At the same time, cloud providers have stepped up to support this evolution. They’ve built integrated, cloud-native services that embody these principles out of the box. Whether it’s AWS X-Ray for tracing, Azure Managed Identities for secure access, or Google Cloud Run for auto-scaling stateless apps, cloud vendors now provide purpose-built tools for observability, security, resilience, and scale.

Instead of assembling and configuring a patchwork of open-source components, teams can now build highly capable systems using first-party services that align with cloud-native ideals and no Kubernetes expertise required.

In short, the definition matured because our challenges matured and because the tools we have today are much more powerful and opinionated than they were just a few years ago.

From Lift-and-Shift to Cloud-Native by Design

In the early stages of cloud adoption, lift-and-shift was the dominant strategy. Companies took their existing applications and moved them to cloud infrastructure with minimal code changes. This helped reduce operational overhead, improve availability, and start the transition to cloud,but it didn’t fundamentally change how software was built or delivered. In most cases, teams continued using the same tools, patterns, and workflows, just hosted on different infrastructure.

To truly adopt cloud-native practices, organizations must go beyond infrastructure migration and re-educate their teams. That means adapting new architectural patterns, adapting to managed services, and learning technologies like serverless platforms, event-driven design, managed identity, distributed tracing, and infrastructure-as-code. The shift is not just technical. It’s cultural. Teams need to evolve their skill sets, development workflows, and mindset around automation, scale, and resilience.

Today, that phase is largely behind us. Most major enterprises have completed their initial cloud migration. The real challenge now is designing systems that take full advantage of the cloud not just running in it, but thriving in it.

This is why modern cloud-native thinking focuses less on “which technologies are you using?” and more on “how are you building? Cloud-native isn’t defined by using Kubernetes, or any single stack. It’s defined by principles like automation, resilience, observability, and rapid iteration.

Cloud providers recognize this shift, too. They’ve evolved from simply offering infrastructure to offering complete platforms that support these principles out of the box. Whether it’s event-driven services like AWS Lambda, zero-maintenance containers with Google Cloud Run, or secure identity access via Azure Managed Identities, the cloud is no longer just a place to host code, it’s a toolkit for building better systems.

In this new era, success is not just about migrating to the cloud, it’s about rethinking how we build for it.

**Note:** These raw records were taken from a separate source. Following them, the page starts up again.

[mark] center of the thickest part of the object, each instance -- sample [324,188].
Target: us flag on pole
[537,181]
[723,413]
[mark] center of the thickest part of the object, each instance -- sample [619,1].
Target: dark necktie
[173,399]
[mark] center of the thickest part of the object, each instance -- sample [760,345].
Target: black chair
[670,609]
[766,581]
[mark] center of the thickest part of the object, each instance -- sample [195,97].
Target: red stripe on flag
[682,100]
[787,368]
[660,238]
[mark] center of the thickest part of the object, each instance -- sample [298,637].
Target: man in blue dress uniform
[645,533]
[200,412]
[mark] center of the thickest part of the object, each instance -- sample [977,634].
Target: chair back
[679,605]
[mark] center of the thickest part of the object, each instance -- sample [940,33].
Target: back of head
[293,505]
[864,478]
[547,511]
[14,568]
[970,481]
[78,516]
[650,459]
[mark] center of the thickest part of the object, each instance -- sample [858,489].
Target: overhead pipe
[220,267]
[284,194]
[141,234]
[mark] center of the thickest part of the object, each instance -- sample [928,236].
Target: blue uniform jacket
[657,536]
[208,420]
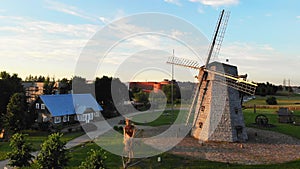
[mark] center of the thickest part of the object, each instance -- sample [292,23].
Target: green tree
[15,117]
[9,84]
[104,94]
[167,89]
[271,100]
[20,155]
[95,160]
[53,154]
[141,97]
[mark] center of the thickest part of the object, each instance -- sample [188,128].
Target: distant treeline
[267,88]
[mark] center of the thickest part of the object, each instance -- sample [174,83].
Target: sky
[70,37]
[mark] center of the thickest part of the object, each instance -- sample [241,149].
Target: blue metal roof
[67,104]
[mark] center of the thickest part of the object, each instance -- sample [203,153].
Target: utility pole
[172,86]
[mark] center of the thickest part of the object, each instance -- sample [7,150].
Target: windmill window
[200,125]
[37,105]
[65,118]
[236,110]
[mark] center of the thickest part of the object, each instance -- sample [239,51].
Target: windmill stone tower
[219,117]
[216,111]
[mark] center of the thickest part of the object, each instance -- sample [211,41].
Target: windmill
[216,105]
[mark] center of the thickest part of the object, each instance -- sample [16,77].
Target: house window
[57,119]
[37,105]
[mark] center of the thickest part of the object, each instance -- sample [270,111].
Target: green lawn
[167,161]
[288,129]
[166,118]
[293,100]
[35,138]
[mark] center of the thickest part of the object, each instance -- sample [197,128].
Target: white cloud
[71,10]
[200,9]
[30,46]
[261,62]
[176,2]
[268,15]
[217,3]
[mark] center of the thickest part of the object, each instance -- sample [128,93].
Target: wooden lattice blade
[233,82]
[184,62]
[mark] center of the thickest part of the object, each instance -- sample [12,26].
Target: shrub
[271,101]
[95,160]
[53,153]
[20,155]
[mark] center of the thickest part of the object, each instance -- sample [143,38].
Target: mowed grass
[271,114]
[35,138]
[168,161]
[163,118]
[293,100]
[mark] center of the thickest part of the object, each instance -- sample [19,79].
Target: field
[286,101]
[35,138]
[79,153]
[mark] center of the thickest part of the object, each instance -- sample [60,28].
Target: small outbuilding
[285,115]
[65,108]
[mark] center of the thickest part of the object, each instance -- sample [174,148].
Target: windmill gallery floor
[263,147]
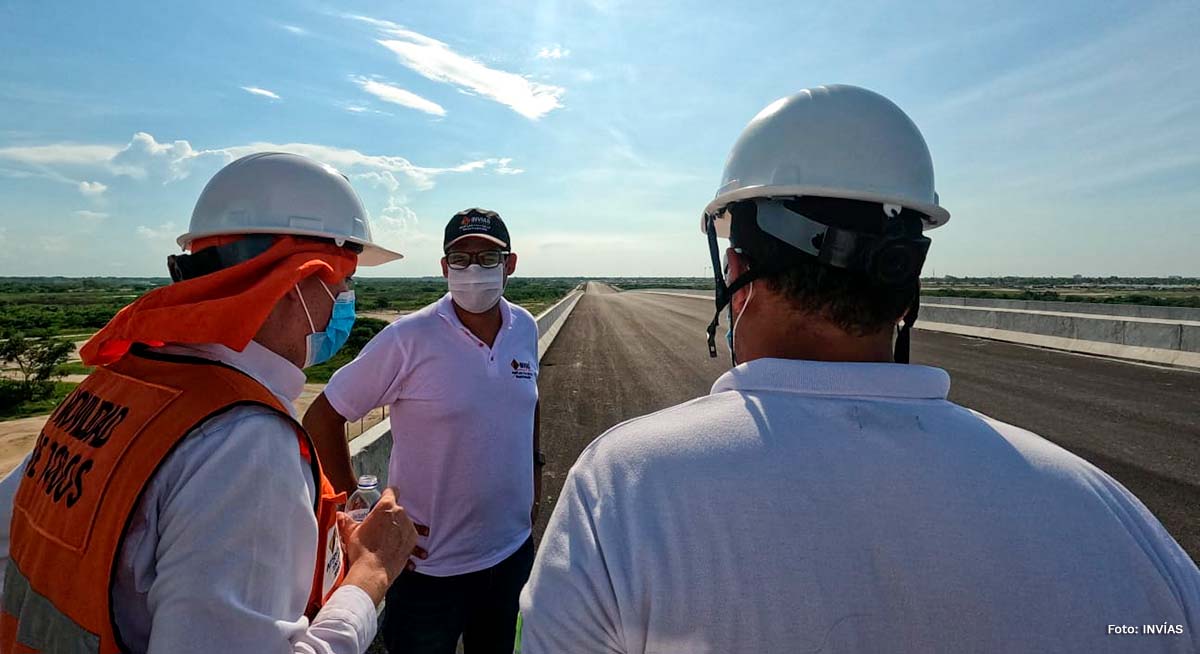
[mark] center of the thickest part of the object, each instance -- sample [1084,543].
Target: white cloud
[144,157]
[503,168]
[396,95]
[556,52]
[435,60]
[360,109]
[66,154]
[165,232]
[93,189]
[259,91]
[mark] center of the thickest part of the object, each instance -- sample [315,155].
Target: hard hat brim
[936,215]
[372,255]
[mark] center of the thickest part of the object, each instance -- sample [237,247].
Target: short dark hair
[850,299]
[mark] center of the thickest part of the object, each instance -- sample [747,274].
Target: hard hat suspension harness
[893,258]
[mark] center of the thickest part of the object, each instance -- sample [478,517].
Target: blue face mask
[321,346]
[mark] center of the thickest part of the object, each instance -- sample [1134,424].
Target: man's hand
[379,549]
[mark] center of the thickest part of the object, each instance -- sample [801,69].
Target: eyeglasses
[489,258]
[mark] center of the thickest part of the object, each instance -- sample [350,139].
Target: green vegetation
[63,306]
[47,397]
[75,367]
[1055,297]
[58,306]
[1109,291]
[28,387]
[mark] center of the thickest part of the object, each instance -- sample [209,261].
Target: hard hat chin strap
[904,337]
[723,293]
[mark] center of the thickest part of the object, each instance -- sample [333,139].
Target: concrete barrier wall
[1145,333]
[371,451]
[1129,311]
[1137,337]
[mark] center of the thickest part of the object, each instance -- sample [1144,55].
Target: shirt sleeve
[237,550]
[372,379]
[9,486]
[569,604]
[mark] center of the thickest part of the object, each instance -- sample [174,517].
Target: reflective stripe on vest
[84,479]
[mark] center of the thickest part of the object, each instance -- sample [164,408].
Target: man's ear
[737,268]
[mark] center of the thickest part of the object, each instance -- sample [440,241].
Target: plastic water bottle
[364,498]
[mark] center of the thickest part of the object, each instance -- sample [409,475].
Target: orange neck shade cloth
[226,307]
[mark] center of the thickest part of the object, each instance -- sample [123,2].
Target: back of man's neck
[814,342]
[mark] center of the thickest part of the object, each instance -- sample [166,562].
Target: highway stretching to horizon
[625,354]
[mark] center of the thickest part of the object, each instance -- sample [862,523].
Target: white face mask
[477,288]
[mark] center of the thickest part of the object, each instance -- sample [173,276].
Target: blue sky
[1066,136]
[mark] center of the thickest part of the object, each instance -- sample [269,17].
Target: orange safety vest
[85,478]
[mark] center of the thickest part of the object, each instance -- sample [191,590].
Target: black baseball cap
[477,222]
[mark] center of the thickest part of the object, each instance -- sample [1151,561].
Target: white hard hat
[835,142]
[283,193]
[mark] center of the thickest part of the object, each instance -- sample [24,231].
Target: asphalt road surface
[624,354]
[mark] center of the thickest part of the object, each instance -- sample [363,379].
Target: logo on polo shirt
[521,370]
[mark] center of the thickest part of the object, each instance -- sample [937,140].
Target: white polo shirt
[849,508]
[461,426]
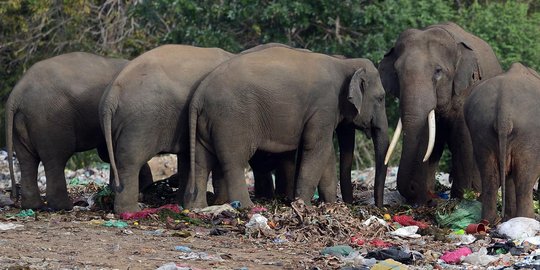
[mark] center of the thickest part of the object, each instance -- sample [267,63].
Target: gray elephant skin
[144,112]
[431,70]
[52,113]
[502,116]
[271,101]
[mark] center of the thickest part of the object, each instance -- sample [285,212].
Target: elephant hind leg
[197,183]
[57,194]
[526,174]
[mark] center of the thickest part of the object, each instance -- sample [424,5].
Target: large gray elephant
[144,112]
[431,71]
[502,116]
[272,100]
[52,113]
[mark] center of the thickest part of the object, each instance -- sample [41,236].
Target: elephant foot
[60,204]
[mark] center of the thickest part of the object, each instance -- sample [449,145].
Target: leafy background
[32,30]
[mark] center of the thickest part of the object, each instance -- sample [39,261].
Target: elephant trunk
[379,135]
[418,118]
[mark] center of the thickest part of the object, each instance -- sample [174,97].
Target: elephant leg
[464,169]
[510,197]
[220,187]
[525,178]
[489,171]
[314,154]
[28,162]
[345,133]
[145,177]
[328,182]
[285,176]
[195,192]
[56,191]
[264,184]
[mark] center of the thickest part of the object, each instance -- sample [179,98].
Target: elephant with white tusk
[431,70]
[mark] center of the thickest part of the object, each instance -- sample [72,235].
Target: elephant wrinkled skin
[52,113]
[502,116]
[271,101]
[431,71]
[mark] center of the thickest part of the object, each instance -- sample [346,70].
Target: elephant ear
[388,73]
[356,88]
[468,69]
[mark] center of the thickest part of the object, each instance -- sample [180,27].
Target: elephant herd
[276,108]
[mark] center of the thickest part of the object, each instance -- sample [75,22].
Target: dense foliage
[34,30]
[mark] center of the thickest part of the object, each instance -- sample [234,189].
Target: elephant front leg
[30,195]
[464,168]
[314,159]
[328,183]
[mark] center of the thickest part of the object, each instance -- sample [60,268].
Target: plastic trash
[409,232]
[395,253]
[174,266]
[456,256]
[389,264]
[480,258]
[342,250]
[9,226]
[215,210]
[115,223]
[519,228]
[148,211]
[405,220]
[465,213]
[372,219]
[258,221]
[182,249]
[26,213]
[462,239]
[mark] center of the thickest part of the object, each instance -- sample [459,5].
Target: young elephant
[52,113]
[270,101]
[502,116]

Final Thoughts: Cloud-Native Is a Mindset, Not a Stack

Cloud-native development isn’t just about adopting Kubernetes or moving to containers. It’s about embracing a mindset that prioritizes resilience, agility, observability, and scale from day one.

Yes, tools matter but they’re only a means to an end. Real cloud-native systems are designed to evolve, to recover, and to scale, regardless of the tech stack underneath. That’s why the conversation has shifted from “What are you using?” to “How are you building?”

Cloud providers now offer integrated solutions that support this philosophy, services that simplify identity, observability, messaging, and deployment. But for these tools to make a real impact, teams need to adapt their practices, learn new skills, and rethink their systems with cloud-native principles in mind.

So, if you’re planning your next architecture or building a new feature, don’t just ask:

“Should we use Kubernetes?”

Ask:

“Are we building something that can survive failure, scale effortlessly, and evolve with our needs?”

That’s the heart of cloud-native. And it’s much bigger than any one technology.